Bundesheer bekommt ab 2015 mehr Geld für Investitionen. Absetzungsbescheid für General Entacher könnte sich noch weiter verzögern. Zweimal soll Darabos die Verhandlungen abgebrochen haben.
Wien. Zumindest einen Teilerfolg konnte Verteidigungsminister Norbert Darabos (SPÖ) bei den Verhandlungen für den Budgetrahmen bis zum Jahr 2015 in der vergangenen Woche erzielen. Da 2014 die Ratenzahlung für die Eurofighter ausläuft, hatte das Finanzressort das dafür vorgesehene Geld im Folgejahr streichen wollen, der Minister dagegen wollte die Mittel für neue Investitionen verwenden.
Zweimal soll Darabos die Verhandlungen abgebrochen haben und vom Verhandlungstisch aufgestanden sein, ehe er den Finanzstaatssekretären Reinhold Lopatka (ÖVP) und Andreas Schieder (SPÖ) einen Kompromiss abringen konnte: Das Bundesheer darf knapp mehr als die Hälfte der für die Eurofighter vorgesehenen 220 Mio. Euro behalten.

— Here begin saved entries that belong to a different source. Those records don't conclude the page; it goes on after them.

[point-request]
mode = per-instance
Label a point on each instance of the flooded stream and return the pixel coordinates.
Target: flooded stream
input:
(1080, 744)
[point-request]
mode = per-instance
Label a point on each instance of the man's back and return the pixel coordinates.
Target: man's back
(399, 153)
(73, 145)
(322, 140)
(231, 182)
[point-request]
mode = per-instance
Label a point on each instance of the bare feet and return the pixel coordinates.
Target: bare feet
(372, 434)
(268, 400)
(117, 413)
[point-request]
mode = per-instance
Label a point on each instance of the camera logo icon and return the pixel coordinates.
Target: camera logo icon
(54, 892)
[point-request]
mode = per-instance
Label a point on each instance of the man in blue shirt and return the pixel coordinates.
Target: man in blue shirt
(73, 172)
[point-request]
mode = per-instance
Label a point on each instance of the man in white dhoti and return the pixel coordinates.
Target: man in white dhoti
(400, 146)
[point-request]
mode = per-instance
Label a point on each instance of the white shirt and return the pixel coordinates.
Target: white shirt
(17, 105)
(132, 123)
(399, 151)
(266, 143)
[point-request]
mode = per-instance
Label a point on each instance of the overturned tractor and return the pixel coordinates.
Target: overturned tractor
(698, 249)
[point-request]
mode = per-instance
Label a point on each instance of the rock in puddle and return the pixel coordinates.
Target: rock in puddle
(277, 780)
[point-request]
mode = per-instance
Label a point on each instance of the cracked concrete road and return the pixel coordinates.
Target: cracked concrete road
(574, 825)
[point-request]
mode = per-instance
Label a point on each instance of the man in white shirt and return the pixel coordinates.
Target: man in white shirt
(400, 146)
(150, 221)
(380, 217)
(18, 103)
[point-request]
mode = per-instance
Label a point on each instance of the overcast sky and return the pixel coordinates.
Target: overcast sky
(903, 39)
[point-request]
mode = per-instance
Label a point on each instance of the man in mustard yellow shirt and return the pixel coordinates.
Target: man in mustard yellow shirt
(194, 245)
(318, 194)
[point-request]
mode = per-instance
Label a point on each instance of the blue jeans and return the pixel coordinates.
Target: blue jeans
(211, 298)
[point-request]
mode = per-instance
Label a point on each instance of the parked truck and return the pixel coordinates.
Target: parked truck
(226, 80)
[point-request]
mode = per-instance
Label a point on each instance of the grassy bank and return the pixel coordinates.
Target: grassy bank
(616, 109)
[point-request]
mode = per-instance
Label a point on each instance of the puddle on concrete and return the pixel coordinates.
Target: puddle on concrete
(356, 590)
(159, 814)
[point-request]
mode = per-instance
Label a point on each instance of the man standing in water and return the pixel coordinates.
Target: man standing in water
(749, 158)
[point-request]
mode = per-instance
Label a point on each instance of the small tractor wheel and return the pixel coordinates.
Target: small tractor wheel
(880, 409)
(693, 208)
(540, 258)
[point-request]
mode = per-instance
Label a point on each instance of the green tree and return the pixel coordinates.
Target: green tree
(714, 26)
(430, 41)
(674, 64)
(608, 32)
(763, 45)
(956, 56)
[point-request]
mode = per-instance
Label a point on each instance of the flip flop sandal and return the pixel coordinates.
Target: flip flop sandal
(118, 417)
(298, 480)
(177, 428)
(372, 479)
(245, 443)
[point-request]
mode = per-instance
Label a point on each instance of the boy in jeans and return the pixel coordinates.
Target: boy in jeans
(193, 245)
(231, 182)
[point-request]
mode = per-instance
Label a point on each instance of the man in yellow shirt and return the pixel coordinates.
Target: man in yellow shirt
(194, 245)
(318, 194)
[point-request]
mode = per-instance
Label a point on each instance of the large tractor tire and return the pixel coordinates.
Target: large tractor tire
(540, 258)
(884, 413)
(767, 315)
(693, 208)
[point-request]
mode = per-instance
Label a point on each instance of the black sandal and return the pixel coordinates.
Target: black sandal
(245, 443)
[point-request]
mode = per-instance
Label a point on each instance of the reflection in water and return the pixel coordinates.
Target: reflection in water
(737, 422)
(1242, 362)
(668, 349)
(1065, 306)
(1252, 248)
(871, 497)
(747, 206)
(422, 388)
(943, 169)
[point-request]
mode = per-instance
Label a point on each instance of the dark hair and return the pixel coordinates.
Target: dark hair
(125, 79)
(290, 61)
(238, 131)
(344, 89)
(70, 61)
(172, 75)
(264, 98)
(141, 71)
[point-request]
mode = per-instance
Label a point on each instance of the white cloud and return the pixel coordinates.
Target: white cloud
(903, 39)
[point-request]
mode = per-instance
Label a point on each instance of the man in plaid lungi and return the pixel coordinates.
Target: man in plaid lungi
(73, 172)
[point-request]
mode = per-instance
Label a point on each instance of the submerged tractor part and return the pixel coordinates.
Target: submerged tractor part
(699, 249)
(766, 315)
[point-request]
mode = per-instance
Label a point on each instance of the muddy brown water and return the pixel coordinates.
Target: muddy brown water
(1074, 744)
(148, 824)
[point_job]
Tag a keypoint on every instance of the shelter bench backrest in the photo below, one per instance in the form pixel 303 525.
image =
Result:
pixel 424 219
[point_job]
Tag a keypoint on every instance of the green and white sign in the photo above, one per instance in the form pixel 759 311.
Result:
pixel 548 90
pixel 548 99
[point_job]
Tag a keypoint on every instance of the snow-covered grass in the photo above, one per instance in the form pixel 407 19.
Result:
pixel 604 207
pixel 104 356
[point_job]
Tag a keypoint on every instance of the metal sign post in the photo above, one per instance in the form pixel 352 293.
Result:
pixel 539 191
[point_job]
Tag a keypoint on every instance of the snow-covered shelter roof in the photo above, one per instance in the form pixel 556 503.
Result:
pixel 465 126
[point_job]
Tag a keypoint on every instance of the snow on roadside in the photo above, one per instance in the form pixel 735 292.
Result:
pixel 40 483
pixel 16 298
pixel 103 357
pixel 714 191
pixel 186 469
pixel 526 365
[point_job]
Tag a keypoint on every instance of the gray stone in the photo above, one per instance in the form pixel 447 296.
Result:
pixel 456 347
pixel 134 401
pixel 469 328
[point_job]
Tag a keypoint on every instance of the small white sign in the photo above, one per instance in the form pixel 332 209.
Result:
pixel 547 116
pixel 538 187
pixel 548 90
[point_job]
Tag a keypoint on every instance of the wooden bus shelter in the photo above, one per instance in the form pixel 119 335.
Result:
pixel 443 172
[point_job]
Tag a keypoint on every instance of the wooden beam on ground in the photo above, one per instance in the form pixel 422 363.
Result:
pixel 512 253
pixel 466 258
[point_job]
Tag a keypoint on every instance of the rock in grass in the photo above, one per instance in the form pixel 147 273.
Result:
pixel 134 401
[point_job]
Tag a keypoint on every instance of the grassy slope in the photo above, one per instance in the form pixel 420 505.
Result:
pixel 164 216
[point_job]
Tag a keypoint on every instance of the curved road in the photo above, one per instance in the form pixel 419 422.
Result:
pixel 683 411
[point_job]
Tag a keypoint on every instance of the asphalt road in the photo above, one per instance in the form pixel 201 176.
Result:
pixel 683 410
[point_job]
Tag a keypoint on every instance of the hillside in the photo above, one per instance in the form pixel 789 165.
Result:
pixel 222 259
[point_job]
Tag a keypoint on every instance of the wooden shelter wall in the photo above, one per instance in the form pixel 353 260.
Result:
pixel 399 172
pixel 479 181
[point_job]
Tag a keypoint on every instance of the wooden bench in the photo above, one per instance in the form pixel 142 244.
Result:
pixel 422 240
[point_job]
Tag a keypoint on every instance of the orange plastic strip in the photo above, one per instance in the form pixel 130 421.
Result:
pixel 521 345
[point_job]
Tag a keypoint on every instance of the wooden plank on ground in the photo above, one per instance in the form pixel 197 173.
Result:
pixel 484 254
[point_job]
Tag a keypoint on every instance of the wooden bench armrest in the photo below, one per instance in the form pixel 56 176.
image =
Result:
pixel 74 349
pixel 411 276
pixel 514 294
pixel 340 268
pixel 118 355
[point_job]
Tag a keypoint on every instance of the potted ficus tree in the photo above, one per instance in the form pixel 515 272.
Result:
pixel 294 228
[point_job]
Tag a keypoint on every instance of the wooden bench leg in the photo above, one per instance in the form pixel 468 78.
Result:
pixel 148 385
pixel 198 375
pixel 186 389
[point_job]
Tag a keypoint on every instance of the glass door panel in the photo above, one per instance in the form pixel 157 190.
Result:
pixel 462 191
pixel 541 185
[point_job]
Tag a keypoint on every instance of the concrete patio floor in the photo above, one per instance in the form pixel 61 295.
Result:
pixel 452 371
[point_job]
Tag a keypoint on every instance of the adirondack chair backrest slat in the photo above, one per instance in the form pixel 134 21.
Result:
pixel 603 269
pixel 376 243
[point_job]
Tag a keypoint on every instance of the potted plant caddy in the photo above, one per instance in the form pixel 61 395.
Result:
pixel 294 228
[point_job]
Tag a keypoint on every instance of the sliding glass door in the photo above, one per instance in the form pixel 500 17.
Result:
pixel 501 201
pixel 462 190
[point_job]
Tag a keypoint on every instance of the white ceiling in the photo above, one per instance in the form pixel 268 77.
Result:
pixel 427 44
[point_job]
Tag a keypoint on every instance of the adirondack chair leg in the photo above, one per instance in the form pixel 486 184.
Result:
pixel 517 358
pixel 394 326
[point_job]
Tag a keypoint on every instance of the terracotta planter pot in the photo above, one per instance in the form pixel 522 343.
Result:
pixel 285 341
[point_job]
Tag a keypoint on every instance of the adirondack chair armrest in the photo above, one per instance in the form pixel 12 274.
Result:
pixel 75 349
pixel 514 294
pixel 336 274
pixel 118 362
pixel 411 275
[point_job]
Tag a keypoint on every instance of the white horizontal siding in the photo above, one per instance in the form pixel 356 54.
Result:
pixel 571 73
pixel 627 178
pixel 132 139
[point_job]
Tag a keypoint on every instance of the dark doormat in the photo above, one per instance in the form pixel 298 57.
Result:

Das ist zwar viel Geld für ein Heer, das ohnehin ständig Kürzungen hinnehmen muss, aber nicht genug für die Pläne des Ministers. Denn für die von ihm geplante Umstellung von der Wehrpflicht auf ein Berufsheer mit Freiwilligenmiliz hat er für die nächsten zehn Jahre einen finanziellen Aufwand von 21,8 Mrd. Euro eingeplant. Das entspricht dem derzeitigen Budget inklusive Eurofighter-Rate plus moderater jährlicher Steigerung. Mit dem jetzt vereinbarten Budgetrahmen müsste das Berufsheer also schon vor dem Start kräftige Einschnitte verkraften – oder Darabos müsste bei einer Volksbefragung argumentieren, dass er für seinen Plan zusätzliche Budgetmittel benötigt.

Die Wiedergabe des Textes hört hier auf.